Intravascular Lithotripsy for the Treatment of Peripheral Artery Calcification: Results from the Disrupt PAD III Observational Study

Tuesday, March 7, 2023

3:18 PM – 3:27 PM

Location: Phoenix Convention Center, 225AB

Presenting Author(s)

Andrew Holden, ONZM, MBChB, FRANZCR, EBIR

Associate Professor
Aukland District Health Board / Auckland Hospital

Disclosure(s): Boston Scientific: Advisory Committee or Review Panel Member (Ongoing); Gore: Advisory Committee or Review Panel Member (Ongoing); Medtronic: Advisory Committee or Review Panel Member (Ongoing); Philips: Advisory Committee or Review Panel Member (Ongoing)

Disclosure(s):

Andrew Holden, ONZM, MBChB, FRANZCR, EBIR: Boston Scientific: Advisory Committee or Review Panel Member (Ongoing); Gore: Advisory Committee or Review Panel Member (Ongoing); Medtronic: Advisory Committee or Review Panel Member (Ongoing); Philips: Advisory Committee or Review Panel Member (Ongoing)

Purpose: To evaluate the performance of intravascular lithotripsy (IVL) in the treatment of calcified peripheral artery disease (PAD).

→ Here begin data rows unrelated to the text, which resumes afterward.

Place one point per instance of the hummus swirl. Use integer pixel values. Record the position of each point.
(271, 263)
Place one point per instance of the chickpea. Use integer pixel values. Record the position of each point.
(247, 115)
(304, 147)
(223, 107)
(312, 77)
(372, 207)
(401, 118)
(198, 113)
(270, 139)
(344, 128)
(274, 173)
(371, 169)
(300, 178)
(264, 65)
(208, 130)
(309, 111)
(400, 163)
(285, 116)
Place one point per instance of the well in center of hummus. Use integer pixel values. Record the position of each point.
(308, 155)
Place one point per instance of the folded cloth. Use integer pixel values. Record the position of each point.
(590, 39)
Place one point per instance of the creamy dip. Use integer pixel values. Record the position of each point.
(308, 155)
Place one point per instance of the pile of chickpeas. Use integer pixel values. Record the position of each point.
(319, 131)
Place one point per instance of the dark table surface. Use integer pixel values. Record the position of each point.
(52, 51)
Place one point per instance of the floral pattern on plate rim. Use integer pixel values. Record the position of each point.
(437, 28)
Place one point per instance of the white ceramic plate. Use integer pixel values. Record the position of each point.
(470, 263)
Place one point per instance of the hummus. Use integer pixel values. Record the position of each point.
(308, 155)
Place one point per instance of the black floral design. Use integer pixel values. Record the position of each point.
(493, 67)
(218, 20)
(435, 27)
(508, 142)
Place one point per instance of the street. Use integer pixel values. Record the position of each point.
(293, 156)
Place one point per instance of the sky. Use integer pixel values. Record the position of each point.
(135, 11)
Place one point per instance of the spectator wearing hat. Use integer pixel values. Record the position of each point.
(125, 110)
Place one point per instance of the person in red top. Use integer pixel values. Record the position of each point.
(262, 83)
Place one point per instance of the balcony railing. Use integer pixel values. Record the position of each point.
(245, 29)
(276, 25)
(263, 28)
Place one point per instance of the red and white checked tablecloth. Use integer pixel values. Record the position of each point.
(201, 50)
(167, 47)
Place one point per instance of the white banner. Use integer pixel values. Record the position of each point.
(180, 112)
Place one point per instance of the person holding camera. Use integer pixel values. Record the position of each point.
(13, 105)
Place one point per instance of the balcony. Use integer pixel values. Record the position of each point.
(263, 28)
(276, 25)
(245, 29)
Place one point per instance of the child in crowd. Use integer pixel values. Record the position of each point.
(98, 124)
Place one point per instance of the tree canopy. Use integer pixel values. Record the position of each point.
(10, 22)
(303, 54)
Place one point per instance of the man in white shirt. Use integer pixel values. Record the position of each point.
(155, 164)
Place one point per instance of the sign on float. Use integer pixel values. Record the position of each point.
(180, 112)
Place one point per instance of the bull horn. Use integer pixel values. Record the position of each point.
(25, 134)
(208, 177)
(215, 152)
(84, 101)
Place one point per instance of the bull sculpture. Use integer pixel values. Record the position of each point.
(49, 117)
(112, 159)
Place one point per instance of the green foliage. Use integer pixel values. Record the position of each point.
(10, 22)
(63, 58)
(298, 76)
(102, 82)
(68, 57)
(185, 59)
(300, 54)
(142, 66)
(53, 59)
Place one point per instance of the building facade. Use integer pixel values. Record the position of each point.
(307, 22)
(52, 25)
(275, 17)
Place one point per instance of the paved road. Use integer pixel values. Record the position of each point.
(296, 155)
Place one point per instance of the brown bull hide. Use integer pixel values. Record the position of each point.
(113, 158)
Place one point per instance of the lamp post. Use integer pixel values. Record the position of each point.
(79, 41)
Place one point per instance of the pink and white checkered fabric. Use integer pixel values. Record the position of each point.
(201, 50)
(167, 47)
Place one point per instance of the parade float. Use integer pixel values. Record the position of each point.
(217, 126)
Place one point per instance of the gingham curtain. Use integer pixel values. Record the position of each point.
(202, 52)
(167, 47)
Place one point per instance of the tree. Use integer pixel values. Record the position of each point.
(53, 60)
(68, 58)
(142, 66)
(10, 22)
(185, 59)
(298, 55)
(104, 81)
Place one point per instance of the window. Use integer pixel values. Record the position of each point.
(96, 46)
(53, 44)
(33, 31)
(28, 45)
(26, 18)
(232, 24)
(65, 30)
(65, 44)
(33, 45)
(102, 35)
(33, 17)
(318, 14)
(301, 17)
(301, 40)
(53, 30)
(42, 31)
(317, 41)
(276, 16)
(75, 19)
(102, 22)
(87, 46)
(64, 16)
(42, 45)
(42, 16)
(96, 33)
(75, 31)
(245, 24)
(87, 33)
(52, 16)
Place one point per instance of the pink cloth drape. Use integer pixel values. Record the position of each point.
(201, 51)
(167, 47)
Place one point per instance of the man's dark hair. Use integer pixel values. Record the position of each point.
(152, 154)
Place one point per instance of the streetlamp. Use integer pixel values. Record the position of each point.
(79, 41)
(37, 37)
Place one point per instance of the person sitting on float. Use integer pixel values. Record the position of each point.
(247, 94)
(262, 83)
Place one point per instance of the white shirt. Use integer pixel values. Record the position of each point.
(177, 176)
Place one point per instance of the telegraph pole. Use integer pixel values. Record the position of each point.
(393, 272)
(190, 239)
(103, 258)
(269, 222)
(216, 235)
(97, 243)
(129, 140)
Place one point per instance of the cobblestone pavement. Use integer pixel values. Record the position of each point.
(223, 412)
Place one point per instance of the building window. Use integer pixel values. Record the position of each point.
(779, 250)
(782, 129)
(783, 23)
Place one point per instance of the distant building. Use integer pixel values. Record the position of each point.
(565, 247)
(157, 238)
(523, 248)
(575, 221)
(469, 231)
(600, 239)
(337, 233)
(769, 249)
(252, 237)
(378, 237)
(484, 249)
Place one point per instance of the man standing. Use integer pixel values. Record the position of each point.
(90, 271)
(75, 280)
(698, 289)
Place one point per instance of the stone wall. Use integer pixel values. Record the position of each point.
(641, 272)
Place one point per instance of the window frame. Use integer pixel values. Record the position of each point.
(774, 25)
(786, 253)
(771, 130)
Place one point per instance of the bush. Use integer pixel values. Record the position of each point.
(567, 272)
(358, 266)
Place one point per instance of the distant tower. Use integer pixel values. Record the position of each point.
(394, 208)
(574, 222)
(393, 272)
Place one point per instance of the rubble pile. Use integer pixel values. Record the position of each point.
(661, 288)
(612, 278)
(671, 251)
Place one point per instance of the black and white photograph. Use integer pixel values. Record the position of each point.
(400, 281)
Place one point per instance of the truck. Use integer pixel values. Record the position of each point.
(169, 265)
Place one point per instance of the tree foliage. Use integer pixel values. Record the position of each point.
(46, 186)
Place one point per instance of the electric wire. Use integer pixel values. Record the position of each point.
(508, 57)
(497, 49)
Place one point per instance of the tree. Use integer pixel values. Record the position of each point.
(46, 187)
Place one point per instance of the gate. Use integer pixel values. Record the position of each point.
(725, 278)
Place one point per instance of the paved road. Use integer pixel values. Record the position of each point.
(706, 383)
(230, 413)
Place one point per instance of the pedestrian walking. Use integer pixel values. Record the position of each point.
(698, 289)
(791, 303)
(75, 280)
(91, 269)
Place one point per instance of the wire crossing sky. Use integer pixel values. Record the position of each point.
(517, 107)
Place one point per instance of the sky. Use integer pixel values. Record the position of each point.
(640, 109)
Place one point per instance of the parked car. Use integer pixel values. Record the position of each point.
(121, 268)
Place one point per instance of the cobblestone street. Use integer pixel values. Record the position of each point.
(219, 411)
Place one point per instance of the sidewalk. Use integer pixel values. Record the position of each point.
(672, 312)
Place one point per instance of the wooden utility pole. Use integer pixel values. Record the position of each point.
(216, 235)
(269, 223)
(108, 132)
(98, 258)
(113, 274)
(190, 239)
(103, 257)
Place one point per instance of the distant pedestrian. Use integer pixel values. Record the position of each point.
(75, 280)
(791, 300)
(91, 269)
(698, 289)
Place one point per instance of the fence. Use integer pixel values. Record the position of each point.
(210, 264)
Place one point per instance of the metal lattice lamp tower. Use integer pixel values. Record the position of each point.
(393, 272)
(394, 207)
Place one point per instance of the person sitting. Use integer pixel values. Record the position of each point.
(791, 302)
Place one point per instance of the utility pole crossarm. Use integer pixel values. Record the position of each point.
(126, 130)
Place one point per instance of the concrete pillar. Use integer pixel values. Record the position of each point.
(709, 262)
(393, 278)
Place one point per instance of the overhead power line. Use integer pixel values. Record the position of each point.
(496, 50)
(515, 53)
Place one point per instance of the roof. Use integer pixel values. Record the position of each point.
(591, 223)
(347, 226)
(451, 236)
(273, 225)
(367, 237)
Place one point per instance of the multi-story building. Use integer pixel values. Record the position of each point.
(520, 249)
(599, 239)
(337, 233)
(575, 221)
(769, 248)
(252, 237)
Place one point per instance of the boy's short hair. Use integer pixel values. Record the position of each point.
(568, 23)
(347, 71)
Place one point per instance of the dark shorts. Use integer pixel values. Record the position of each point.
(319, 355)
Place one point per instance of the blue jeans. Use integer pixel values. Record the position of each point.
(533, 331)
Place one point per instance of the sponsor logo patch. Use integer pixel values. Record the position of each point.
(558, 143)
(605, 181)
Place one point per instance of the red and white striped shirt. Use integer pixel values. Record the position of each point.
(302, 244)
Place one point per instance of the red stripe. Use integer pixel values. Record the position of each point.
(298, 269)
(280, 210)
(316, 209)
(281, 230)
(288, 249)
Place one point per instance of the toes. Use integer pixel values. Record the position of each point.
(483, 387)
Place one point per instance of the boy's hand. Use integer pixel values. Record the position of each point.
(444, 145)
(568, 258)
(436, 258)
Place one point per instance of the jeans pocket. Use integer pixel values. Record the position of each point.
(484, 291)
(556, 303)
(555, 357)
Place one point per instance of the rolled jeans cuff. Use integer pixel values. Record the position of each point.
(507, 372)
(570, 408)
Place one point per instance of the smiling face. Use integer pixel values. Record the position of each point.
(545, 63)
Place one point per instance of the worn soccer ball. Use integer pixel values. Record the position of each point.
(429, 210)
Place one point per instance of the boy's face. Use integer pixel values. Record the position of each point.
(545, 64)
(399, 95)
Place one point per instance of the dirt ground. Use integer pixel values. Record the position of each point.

Materials and Methods: The Disrupt PAD III Observational Study (OS) is a prospective, multicenter, single-arm, independent core lab-assessed study designed to evaluate the acute safety and effectiveness of the Shockwave Peripheral IVL System. Multivariate analysis was performed to assess independent predictors of stenosis reduction and angiographic complications.

Results:

1373 patients with 1677 lesions were enrolled between November 2017 and June 2021 (mean age 72.0 ± 9.0 years; 70.5% male) across 30 international sites. 91.3% (1531/1677) of the lesions were core-lab evaluable. Hypertension (93.9%), diabetes mellitus (55.5%), and renal insufficiency (27.4%) were frequent comorbidities; 36% had critical limb ischemia, and 78.7% were smokers. Diameter stenosis, lesion length, and PARC-defined moderate-severe calcification at baseline were 80.6 ± 17.6%, 93.5 ± 74.3mm, and 89.9%, respectively. Treated vessels included femoropopliteal (60.7%), iliac (15.8%), common femoral (10.7%) and infrapopliteal arteries (12.8%). Target lesions included 31% CTOs, 19.3% long lesions (≥15 cm), and 20.1% eccentric lesions. Concomitant use of atherectomy and/or specialty balloon technology was observed in 22.1% of lesions. Residual stenosis immediately following IVL treatment and at the end of the procedure was 32.5 ± 16.3% and 23.8 ± 11.3%, respectively. After final treatment, the rate of serious angiographic complications was low (0.7% flow-limiting dissections, 0.2% perforations) with no abrupt closure, distal embolization, no flow, or thrombotic events. Independent predictors for final residual stenosis ≤30% were lesion length ≥15 cm (OR: 0.384 [0.283-0.521]), female sex (OR: 1.850 [1.376-2.489]), age ≤75 years (OR: 1.625 [1.247-2.117]), IVL balloon to artery ratio ≥1.0 (OR: 1.538 [1.189-1.989]), and CTO (OR: 0.638 [0.482-0.844]). Lesion length ≥15cm was an independent predictor for serious angiographic complications (OR: 16.076 [3.394-76.152]).

Conclusion:

Peripheral IVL demonstrated excellent procedural safety, with low rates of serious angiographic complications, and a marked reduction in the final residual stenosis in heavily calcified, complex PAD lesions. The Disrupt PAD III OS represents the largest analysis of periprocedural outcomes following IVL treatment. The importance of appropriate IVL balloon sizing was confirmed by multivariate analysis.